In other words, I want to find a hyperparameter that tends to get the top 10% right, even if it gets the bottom 90% wrong, rather than getting the whole universe right.

I tried to define custom_metric well, but it was limited. I wanted to put group_by(yearmonth) in the process, but I didn't really know how to do it. so I made a makeshift code.

# customize_metric --------------------------------------------------------
# irr = The return of a portfolio of stocks with a predicted top 10% return, calculated monthly.
# return_pct = monthly cumulative return ratio. ex. 5.1~ 5.31 's cumulative return ratio.
irr_vec <- function(truth,
                    estimate,
                    n_tiles =10,
                    purpose_tile = 10, #predicted top 10% return =10 , bottom 10% = 1
                    na_rm = TRUE,
                    case_weights = NULL,
                    ...) {
  
  
  
  irr_impl <- function(truth, estimate,..., case_weights = NULL) {
    
    
    fold_index <<- NULL
    for( i in 1:dim(valid_years_splited)[1]){
      if(length(truth) == nrow(valid_years_splited$data[[i]]) ){
        fold_index <<-i
      } 
    }
    
    
    valid_years_splited$data[[fold_index]] |> 
      mutate(estimate = estimate) |> 
      group_by(yearmonth) |> 
      mutate(top_n_pct = ntile(estimate,10)) |> 
      filter(top_n_pct == purpose_tile) |> 
  #mean_y := portpolio which is composed by predicted return top10% 
      summarise(mean_y = mean(return_pct)) |> 
 #irr := portpolio 1year cumulative return ratio
      mutate(irr =cumprod(mean_y/100+1) )  |> slice_tail(n = 1) |> pull(irr) ->irr
    
    
    #If another folder has same length each other, this code is unusable .
    
# cross -validation summarize by mean default.
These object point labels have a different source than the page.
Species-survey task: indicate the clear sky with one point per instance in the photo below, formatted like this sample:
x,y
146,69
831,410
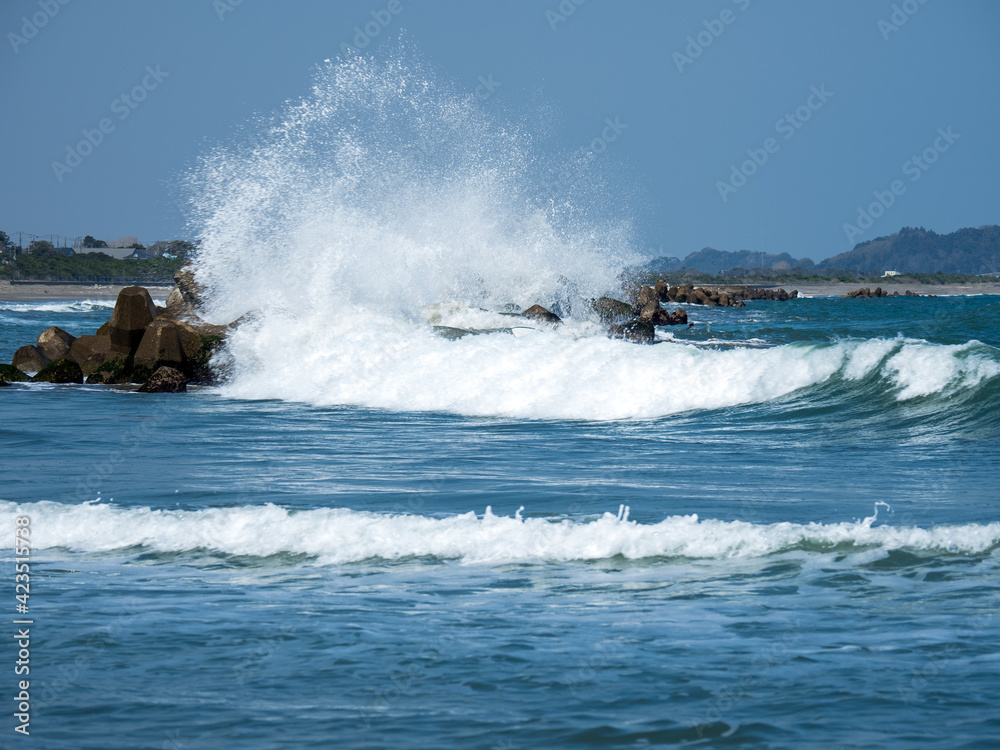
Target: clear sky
x,y
817,105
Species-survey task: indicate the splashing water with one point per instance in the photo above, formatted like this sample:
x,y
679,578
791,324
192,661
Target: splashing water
x,y
384,190
384,203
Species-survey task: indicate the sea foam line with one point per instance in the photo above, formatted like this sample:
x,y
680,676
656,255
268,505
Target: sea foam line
x,y
340,535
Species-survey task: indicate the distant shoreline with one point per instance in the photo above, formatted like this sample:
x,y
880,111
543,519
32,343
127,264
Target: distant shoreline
x,y
63,292
67,292
837,288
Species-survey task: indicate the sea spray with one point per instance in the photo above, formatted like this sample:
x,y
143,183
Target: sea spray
x,y
384,203
386,190
340,535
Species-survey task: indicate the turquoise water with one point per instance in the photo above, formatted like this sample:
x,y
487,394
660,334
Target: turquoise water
x,y
786,535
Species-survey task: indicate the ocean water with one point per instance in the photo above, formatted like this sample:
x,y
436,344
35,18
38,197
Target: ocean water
x,y
813,561
777,529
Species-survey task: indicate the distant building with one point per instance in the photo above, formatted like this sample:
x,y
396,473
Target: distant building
x,y
114,252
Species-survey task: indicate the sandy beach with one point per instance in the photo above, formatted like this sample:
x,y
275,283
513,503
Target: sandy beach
x,y
63,292
35,292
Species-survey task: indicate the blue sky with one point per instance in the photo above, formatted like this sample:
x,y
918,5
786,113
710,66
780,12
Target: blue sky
x,y
743,124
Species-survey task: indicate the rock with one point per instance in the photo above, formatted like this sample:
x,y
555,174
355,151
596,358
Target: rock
x,y
54,343
11,374
29,359
134,310
646,295
160,347
537,312
90,352
453,334
115,369
200,342
165,380
611,310
190,290
62,370
700,297
639,331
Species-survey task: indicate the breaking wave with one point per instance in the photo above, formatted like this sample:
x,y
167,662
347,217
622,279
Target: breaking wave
x,y
337,535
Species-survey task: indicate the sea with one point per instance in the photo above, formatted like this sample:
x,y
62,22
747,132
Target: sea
x,y
778,528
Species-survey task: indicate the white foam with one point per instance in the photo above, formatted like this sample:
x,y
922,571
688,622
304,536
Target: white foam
x,y
384,203
74,306
338,535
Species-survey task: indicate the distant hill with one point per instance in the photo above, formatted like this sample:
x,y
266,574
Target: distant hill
x,y
971,251
710,260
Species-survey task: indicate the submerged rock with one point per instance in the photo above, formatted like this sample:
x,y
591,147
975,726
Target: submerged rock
x,y
29,359
63,370
115,369
165,380
90,352
610,310
453,334
639,331
134,310
54,343
160,347
12,374
537,312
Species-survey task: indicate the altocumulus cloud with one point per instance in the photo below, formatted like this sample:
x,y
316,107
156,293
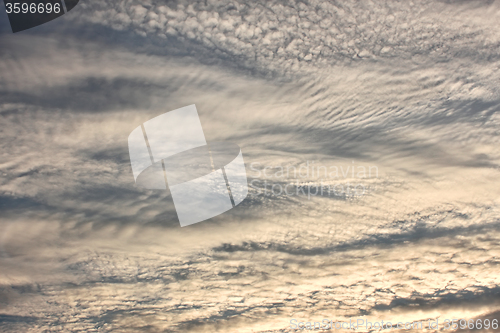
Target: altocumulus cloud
x,y
411,87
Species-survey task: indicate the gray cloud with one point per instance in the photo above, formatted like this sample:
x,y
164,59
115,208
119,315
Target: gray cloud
x,y
410,88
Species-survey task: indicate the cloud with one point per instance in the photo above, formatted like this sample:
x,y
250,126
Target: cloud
x,y
409,88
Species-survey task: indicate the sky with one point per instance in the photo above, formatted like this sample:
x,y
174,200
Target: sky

So I can calculate geometric mean by log( )
    return(log(irr))      
    
    
  }
  
  metric_vec_template(
    metric_impl = irr_impl,
    truth = truth,
    estimate = estimate,
    na_rm = na_rm,
    case_weights = case_weights,
    cls = "numeric"
  )
}


irr <- function(data, ...) {
  UseMethod("irr")
}

irr <- new_numeric_metric(
  irr,
  direction = "maximize"
)

irr.data.frame <- function(data,
                           truth,
                           estimate,
                           na_rm = TRUE,
                           case_weights = NULL,
                           ...) {
  
  
  metric_summarizer(
    metric_nm = "irr",
    metric_fn = irr_vec,
    data = data,
    truth = !!enquo(truth),
    estimate = !!enquo(estimate),
    na_rm = na_rm,
    case_weights = !!enquo(case_weights)
  )
}

In the custom metric code, valid_years_splited is the result of organizing time-series-cross-validation into 3 folders with 1 year term. It is also defined as a global variable via <<-. This results in three rows, each containing one year's worth of monthly stock trading data for all sectors. This is what we did to calculate the metric per folder.

However, I realize that this is not a perfect solution.

SHo-JANG avatar Apr 16 '23 08:04 SHo-JANG

Hello @SHo-JANG 👋

I like the idea of what you are trying to do. Would you be able to show some example input data and what you would want the output to look like? I wanna make sure I completely understand what you are trying to accomplish before giving feedback 😄

EmilHvitfeldt avatar Apr 18 '23 17:04 EmilHvitfeldt